El jorobado de notre dame

Podemos sentirnos afortunados porque, hoy en día, todos los juegos permiten abandonar la partida sin necesidad de apagar la consola o el ordenador (y pobre del que no lo permita). Pero hubo una vez, en un tiempo muy muy lejano, en que, en caso de cansarnos de una determinada modalidad, no se podía cambiar a otra si no era mediante el botón ‘Off’. No es porque no existiera el preciado botón de ‘Start’, sino porque este ya tenía la importante y exclusiva función de poner en marcha la pausa.

¿Y cómo abandonábamos la partida? En estos casos, que no eran pocos, la solución estaba en apagar la consola o en suicidarse. Esta segunda, a priori, parecía la más rápida.
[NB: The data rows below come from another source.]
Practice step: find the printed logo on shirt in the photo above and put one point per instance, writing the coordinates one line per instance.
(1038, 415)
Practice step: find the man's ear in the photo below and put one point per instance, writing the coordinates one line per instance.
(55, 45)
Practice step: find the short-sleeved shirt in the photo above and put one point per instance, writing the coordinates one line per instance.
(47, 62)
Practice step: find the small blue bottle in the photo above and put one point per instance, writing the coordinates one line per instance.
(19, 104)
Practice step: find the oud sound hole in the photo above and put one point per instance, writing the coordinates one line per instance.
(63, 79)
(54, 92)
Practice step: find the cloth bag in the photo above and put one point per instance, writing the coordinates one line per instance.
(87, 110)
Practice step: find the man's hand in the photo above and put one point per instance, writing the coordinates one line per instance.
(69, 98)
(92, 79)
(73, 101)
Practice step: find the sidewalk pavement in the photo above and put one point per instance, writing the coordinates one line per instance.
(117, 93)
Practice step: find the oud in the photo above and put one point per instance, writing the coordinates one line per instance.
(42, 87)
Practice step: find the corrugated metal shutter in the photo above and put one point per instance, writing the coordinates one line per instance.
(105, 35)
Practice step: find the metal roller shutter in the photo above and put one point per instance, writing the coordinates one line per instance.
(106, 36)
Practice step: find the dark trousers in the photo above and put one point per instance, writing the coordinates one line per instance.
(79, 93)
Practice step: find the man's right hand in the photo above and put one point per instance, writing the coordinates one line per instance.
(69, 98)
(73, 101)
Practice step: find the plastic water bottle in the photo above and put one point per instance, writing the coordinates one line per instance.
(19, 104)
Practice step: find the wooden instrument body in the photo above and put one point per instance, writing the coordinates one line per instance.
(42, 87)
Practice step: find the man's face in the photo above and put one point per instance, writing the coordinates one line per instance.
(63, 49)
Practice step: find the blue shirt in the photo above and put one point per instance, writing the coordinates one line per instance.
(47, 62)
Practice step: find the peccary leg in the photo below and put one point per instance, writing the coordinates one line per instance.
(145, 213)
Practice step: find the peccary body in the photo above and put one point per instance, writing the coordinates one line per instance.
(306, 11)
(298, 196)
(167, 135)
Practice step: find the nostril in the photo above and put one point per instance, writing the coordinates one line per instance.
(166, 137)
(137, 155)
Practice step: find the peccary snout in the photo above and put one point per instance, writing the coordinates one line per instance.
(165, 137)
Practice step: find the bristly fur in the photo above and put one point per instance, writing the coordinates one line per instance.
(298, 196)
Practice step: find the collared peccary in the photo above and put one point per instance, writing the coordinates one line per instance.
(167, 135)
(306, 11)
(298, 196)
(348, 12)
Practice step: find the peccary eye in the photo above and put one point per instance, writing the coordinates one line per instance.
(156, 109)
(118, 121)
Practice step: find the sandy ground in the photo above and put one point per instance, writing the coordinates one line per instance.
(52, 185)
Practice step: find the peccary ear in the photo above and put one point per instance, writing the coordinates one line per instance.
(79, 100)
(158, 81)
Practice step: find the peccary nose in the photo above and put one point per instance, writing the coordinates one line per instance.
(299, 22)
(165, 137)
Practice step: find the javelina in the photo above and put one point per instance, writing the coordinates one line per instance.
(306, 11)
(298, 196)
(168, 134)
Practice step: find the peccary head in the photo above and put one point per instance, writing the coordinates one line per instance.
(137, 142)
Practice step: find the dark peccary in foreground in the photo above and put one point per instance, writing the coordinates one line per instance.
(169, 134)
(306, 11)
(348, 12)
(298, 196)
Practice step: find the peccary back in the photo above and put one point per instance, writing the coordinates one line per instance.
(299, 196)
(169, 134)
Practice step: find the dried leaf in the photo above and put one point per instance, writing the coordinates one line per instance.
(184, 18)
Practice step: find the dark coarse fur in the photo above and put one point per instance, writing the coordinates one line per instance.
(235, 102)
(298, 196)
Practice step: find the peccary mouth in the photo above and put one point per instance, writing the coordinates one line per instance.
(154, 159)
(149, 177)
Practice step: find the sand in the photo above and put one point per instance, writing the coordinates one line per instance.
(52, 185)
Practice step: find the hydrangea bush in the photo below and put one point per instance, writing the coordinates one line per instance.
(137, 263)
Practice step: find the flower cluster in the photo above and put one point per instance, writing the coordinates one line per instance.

Sin embargo, quienes la hayan empleado tal vez estén de acuerdo en que no hay nada más difícil en esta vida que morir en un videojuego a propósito. El universo entero parece conspirar para que los enemigos se den media vuelta o nos esquiven, frente al resto de veces, en las que parece que sus vidas dependen de la nuestra.

Es por esto que millones de niños y adolescentes desgastamos el botón de encendido/apagado. Culpa de ello lo tienen títulos como The Hunchback of Notre Dame, también conocido como el juego de El Jorobado de Notre Dame Topsy Turvy Games. No era el único basado en la popular película de Disney, por lo que podemos referirnos a él como “el de los cinco minijuegos”.

 

Un trágico final tras cada minijuego

El Jorobado de Notre Dame: Topsy Turvy Games, título desarrollado por Disney Interactive, formó parte del catálogo de Game Boy desde 1996. Formado por cinco minijuegos, el jugador se sumergía en uno de los festivales más divertidos y coloridos (metafóricamente dado el blanco y negro de la consola) de la historia.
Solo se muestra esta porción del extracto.